Wednesday 2 December 2009 at 11:18 am
@Quietzapple
I don’t know where you get the idea that I am anti-Muslim any more than anti-Christian. In this country: Who is it that sits in the House Of Lords? Who sits on the throne? Who has limited marriage to ONE man and ONE woman? Who has tried to restrict stem cell research? Who has limited licensing laws for puritanical reasons? Who stopped shops opening on a Sunday? Who implemented a blasphemy law? Who commits most terrorist attrocities? Who has created divisions within local communities by insisting on their own faith schools? Who has repeatedly tried to ban abortion?
These are all Christian acts. I will wait until some Muslims affect me or mine (or try to) before having a specific go at them.
But to your first point, if a Christian isn’t a reader/believer/follower of the Bible then in what sense are they Christian? Evidence for the existence and works of Jesus Christ are almost exclusively Biblically based so how can you be a Christian without the Bible?
Wednesday 2 December 2009 at 12:54 pm
The problem in justifying religious belief is that it has no basis in fact.
If it had, there would be no merit in faith.
So most religions conjure up a book of magic and follow parts of it as if its contents were a kind of partial proof of their delusions.
The bible contains huge tracts of frighteningly violent nonsense which sensible, modern people ignore.
The Koran does exactly the same.
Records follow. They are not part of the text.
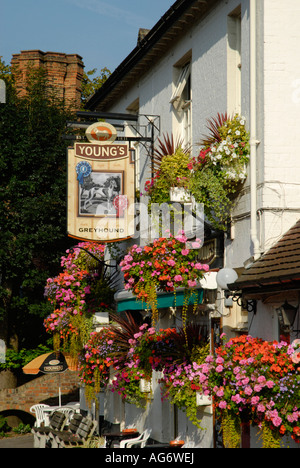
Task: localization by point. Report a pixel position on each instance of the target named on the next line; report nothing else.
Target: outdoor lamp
(287, 316)
(228, 276)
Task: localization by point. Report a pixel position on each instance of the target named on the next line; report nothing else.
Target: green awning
(164, 300)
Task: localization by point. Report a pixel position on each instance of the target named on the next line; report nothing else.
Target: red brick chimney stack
(64, 72)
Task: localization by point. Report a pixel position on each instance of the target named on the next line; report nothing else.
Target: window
(181, 101)
(234, 66)
(132, 131)
(182, 83)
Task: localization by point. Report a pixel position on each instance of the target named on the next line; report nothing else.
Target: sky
(102, 32)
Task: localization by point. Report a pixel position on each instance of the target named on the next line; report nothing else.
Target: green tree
(32, 205)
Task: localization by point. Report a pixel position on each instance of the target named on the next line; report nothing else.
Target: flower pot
(180, 195)
(203, 400)
(176, 443)
(145, 386)
(72, 361)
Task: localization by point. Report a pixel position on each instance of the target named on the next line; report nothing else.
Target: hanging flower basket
(145, 386)
(180, 195)
(164, 265)
(203, 400)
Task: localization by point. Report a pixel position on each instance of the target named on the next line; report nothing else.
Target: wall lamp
(226, 277)
(287, 315)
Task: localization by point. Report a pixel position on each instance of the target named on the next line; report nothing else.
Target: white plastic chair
(68, 411)
(140, 440)
(40, 416)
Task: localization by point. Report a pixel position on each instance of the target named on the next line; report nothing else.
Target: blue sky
(103, 32)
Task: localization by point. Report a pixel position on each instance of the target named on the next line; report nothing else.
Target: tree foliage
(32, 204)
(91, 84)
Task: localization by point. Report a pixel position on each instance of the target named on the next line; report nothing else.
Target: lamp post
(227, 277)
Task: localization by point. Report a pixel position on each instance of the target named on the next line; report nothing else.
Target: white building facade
(201, 59)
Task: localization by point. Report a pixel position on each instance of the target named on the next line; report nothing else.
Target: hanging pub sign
(101, 187)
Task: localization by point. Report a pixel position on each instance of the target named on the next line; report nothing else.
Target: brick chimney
(64, 72)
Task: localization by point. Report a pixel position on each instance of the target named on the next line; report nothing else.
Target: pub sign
(101, 191)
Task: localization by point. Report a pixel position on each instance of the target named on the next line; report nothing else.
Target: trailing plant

The trouble is, the adherents are not allowed to alter or ridicule a single word. They must accept it as the word of Allah.
The result is shockingly obvious all over the world.
Wednesday 2 December 2009 at 2:02 pm
A christian is someone who follows Christ.
The Bible is the Word of God and is there, among other things, to be understood – it was not written by The Readers Digest DIY Household Maintenance editorial team.
I suspect the Koran is much the same.
Wednesday 2 December 2009 at 3:27 pm
Quietzapple: “A christian is someone who follows Christ.”
Without the Bible you cannot follow Christ! You must accept that what the authors of the New Testament wrote about Christ is factual otherwise it is impossible to follow Him. If you accept what they wrote is factual then you have to accept what Jesus said is factual and he was pretty big on quite a few of the older Jewish laws. e.g. Mark Chapter 7 appears to have Jesus say that you should kill any child that speaks ill of its parents. And He does go on about the 10 Commandments and Moses’ teachings.
The Qu’ran is actually the Word Of God and so to understand or interpret it is not the place of man. Allah has spoken, obey or you are not a Muslim. It says so in the book so it must be true.